L’hélicoptère de la gendarmerie a tourné pendant près d’une heure jeudi dans le ciel printanier de Toulouse, déchiré par les avions qui décollaient vers le nord. Les équipes de télévision étaient arrivées dans l’après-midi, accompagnées d’une petite foule hétéroclite de badauds accourus en apprenant à la radio que Mohamed Merah serait finalement enterré dans le carré musulman du cimetière “suburbain” à deux pas de l’aéroport de Toulouse-Blagnac. Au dernier moment, l’Algérie a refusé l’embarquement du cercueil sur un avion de ligne. Le suspense sur sa destination finale a duré toute la journée.

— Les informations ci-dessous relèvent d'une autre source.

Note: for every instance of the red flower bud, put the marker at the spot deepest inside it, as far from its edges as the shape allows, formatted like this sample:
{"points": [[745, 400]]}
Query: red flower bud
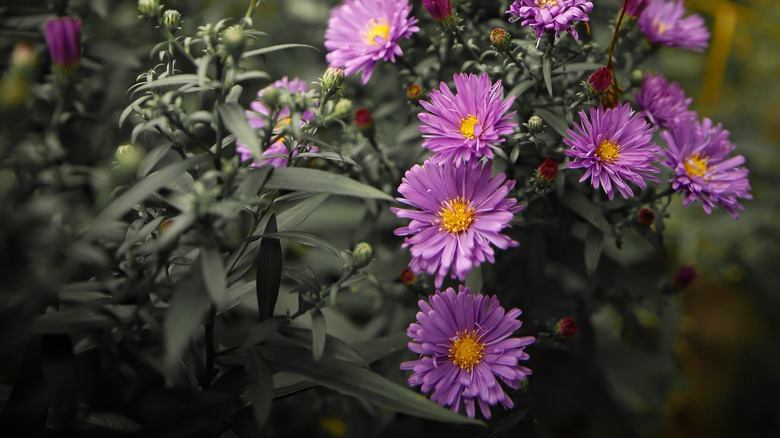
{"points": [[548, 169], [600, 80], [566, 327]]}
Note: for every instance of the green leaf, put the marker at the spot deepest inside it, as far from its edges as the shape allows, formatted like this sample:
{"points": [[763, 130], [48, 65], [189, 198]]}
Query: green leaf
{"points": [[558, 122], [213, 270], [292, 217], [141, 190], [594, 244], [269, 271], [261, 388], [359, 382], [318, 334], [546, 66], [265, 50], [235, 120], [298, 178]]}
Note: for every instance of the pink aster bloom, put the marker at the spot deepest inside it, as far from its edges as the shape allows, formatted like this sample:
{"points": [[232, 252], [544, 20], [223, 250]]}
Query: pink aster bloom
{"points": [[663, 102], [703, 171], [460, 213], [468, 124], [663, 23], [258, 117], [555, 15], [361, 32], [615, 147], [466, 349]]}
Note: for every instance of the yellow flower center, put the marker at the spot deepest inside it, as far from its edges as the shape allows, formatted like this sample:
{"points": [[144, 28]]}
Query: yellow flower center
{"points": [[608, 151], [456, 215], [377, 29], [696, 165], [467, 127], [546, 3], [466, 350]]}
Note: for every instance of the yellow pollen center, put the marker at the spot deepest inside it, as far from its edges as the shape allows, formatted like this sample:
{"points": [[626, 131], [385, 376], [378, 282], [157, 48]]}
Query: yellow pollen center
{"points": [[467, 127], [466, 350], [608, 151], [377, 29], [696, 165], [456, 215], [546, 3]]}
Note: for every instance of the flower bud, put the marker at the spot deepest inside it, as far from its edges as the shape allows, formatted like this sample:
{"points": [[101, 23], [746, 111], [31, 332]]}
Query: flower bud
{"points": [[535, 125], [499, 38], [566, 327], [362, 254], [63, 37], [646, 216], [413, 91], [332, 79], [363, 119], [548, 170], [407, 277], [172, 20], [149, 8], [599, 81], [684, 276], [440, 10]]}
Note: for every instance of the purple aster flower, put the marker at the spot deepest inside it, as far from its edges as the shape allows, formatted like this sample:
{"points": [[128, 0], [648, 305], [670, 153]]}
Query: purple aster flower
{"points": [[557, 15], [462, 209], [63, 36], [663, 23], [466, 350], [663, 102], [615, 146], [698, 155], [259, 115], [467, 124], [361, 32]]}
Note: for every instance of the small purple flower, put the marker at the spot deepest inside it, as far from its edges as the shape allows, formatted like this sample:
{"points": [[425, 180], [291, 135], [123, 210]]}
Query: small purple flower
{"points": [[467, 124], [259, 114], [698, 155], [663, 102], [63, 36], [462, 210], [615, 146], [557, 15], [466, 349], [663, 23], [361, 32]]}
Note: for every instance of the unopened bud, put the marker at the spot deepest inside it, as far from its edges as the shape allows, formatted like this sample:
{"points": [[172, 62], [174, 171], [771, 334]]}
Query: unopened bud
{"points": [[413, 91], [149, 8], [332, 79], [548, 170], [172, 20], [499, 38], [535, 125], [566, 327], [362, 254], [646, 216]]}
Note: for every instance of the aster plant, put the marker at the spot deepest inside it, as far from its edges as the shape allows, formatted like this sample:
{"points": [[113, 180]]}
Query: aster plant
{"points": [[467, 348]]}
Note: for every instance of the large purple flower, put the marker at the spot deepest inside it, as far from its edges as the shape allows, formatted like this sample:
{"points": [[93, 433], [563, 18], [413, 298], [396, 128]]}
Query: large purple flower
{"points": [[466, 350], [467, 124], [63, 37], [615, 147], [663, 23], [260, 114], [361, 32], [462, 210], [556, 15], [663, 102], [698, 155]]}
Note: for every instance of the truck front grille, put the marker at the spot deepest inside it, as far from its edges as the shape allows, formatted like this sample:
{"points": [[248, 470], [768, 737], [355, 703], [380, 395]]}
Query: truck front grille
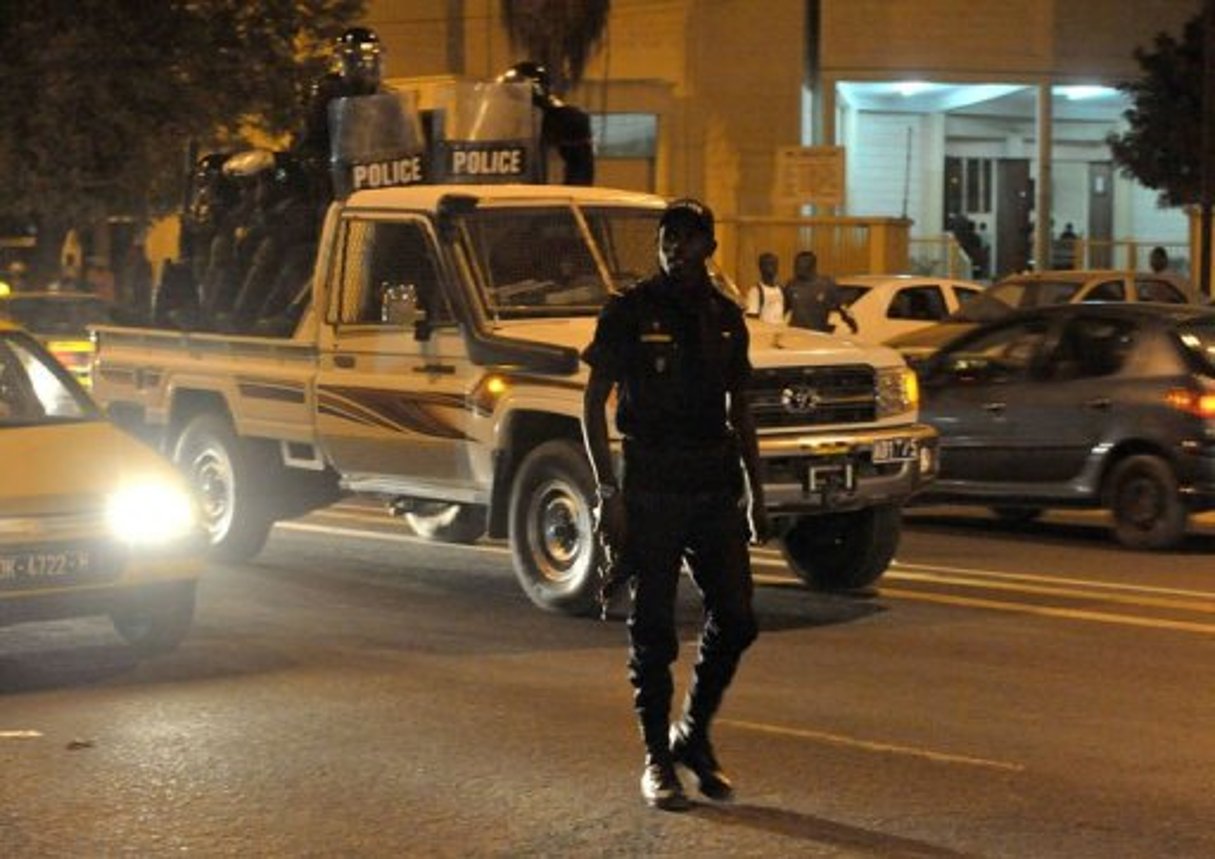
{"points": [[813, 396]]}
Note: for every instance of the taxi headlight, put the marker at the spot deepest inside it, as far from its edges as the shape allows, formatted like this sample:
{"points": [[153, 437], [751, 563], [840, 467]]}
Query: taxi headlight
{"points": [[898, 391], [151, 514]]}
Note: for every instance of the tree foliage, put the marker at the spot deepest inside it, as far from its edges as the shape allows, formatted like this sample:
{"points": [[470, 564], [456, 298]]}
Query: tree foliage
{"points": [[557, 33], [101, 97], [1162, 147]]}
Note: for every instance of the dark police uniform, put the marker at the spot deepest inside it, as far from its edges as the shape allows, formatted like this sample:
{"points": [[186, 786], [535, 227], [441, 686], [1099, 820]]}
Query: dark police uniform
{"points": [[674, 356]]}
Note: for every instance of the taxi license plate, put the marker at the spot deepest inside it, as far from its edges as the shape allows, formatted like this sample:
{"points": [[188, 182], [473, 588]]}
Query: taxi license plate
{"points": [[45, 569], [896, 450]]}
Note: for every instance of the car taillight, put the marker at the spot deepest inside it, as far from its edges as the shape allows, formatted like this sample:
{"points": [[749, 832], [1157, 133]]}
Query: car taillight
{"points": [[1201, 403]]}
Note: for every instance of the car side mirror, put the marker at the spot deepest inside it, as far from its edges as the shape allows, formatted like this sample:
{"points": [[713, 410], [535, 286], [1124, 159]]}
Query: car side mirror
{"points": [[400, 306]]}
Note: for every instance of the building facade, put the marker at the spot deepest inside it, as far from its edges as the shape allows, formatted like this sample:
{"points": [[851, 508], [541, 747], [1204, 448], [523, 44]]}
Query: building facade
{"points": [[955, 114]]}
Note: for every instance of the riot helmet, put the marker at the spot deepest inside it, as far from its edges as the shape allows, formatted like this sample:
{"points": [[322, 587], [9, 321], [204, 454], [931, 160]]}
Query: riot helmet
{"points": [[535, 74], [357, 58]]}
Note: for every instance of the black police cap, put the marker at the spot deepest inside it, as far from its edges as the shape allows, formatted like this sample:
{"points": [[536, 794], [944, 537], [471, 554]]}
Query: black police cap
{"points": [[689, 212]]}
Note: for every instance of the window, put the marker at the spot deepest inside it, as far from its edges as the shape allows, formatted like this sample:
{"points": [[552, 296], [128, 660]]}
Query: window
{"points": [[536, 260], [1149, 289], [378, 255], [1091, 348], [34, 389], [625, 135], [917, 303], [1000, 355]]}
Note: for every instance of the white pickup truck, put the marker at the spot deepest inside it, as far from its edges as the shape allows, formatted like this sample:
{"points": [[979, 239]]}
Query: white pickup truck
{"points": [[436, 367]]}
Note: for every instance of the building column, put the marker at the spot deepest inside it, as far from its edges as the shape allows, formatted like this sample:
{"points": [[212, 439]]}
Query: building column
{"points": [[1043, 184]]}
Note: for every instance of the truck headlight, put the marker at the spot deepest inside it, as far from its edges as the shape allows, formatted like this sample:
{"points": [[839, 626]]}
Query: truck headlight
{"points": [[151, 514], [898, 391]]}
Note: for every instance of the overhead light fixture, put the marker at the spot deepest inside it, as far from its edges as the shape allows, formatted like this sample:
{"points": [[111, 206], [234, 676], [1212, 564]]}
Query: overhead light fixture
{"points": [[1081, 92], [910, 88]]}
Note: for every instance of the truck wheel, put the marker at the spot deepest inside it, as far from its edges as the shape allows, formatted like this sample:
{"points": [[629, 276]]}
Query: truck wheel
{"points": [[224, 474], [843, 550], [156, 619], [447, 523], [552, 529], [1147, 508]]}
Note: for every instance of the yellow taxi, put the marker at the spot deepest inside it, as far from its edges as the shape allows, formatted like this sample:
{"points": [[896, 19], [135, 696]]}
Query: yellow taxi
{"points": [[60, 321], [92, 521]]}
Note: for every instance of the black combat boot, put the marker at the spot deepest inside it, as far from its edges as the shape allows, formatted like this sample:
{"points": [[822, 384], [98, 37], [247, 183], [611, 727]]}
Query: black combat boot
{"points": [[693, 750], [660, 785]]}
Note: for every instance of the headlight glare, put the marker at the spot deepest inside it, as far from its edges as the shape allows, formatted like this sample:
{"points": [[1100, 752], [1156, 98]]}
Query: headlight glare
{"points": [[150, 514], [898, 391]]}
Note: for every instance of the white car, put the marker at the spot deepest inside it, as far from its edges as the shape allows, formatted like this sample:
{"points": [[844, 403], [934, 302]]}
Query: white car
{"points": [[888, 305]]}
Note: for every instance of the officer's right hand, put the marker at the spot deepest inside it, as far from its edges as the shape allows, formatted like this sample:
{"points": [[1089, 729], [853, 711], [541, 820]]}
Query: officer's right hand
{"points": [[612, 521]]}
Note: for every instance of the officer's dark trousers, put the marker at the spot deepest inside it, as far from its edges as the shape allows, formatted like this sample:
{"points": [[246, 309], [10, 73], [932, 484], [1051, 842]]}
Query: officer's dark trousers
{"points": [[710, 531]]}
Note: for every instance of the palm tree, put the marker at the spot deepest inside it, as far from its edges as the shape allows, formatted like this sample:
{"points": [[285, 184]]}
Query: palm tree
{"points": [[559, 34]]}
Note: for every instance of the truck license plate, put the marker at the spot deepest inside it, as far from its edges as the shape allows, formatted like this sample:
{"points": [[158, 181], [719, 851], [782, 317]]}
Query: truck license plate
{"points": [[835, 476], [896, 450]]}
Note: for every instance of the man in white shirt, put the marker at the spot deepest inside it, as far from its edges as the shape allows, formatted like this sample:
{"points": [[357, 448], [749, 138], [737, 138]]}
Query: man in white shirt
{"points": [[766, 300]]}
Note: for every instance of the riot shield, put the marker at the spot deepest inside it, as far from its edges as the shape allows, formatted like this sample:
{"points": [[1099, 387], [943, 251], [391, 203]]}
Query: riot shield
{"points": [[376, 142], [487, 133]]}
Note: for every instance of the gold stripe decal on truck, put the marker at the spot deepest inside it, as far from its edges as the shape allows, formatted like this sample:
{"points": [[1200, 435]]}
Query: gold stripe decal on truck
{"points": [[393, 410], [264, 389]]}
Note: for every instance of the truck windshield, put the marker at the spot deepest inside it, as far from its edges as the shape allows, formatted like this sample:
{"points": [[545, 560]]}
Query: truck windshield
{"points": [[536, 261]]}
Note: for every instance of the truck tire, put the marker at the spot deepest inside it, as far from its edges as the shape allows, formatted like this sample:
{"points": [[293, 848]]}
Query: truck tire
{"points": [[552, 529], [843, 550], [226, 478], [447, 523], [1143, 497], [156, 619]]}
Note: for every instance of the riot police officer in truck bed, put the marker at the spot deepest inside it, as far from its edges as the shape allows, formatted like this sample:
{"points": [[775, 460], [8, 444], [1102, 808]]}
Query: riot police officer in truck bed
{"points": [[677, 351]]}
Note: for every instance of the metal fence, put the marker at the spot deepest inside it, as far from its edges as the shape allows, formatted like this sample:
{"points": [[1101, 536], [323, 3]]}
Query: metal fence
{"points": [[843, 246]]}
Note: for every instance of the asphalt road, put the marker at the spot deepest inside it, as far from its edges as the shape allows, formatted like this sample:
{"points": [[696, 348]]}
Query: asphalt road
{"points": [[1006, 691]]}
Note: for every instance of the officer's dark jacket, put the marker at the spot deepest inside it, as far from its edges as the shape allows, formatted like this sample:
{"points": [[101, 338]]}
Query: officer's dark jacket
{"points": [[673, 354]]}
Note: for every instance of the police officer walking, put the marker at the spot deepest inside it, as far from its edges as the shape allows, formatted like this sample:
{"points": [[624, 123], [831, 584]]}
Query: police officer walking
{"points": [[677, 351]]}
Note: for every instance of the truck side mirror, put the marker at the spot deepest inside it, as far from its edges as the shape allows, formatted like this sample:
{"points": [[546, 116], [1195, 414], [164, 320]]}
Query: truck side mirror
{"points": [[400, 306]]}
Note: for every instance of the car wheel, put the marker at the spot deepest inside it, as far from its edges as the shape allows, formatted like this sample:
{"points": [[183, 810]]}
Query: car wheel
{"points": [[552, 529], [447, 523], [1147, 508], [156, 619], [1017, 515], [842, 550], [226, 478]]}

Dans l’après-midi, le maire socialiste de Toulouse, Pierre Cohen, a réclamé un report de 24 heures. Il a tenté de négocier un enterrement plus discret dans un autre lieu. En vain. C’est un représentant de la Grande Mosquée de Paris, Abdallah Zekri, qui a fait l’annonce de l’enterrement sur France Info sur le coup de 18 heures. Au même moment, un vieux corbillard, apparemment sans escorte ni cortège, se mêle aux embouteillages de la voie rapide qui relie Toulouse à Blagnac et Colomiers. Il est rattrapé par des fourgons de gendarmerie qui font hurler leurs gyrophares pour se frayer un passage sur la route encombrée par la sortie des usines d’Airbus.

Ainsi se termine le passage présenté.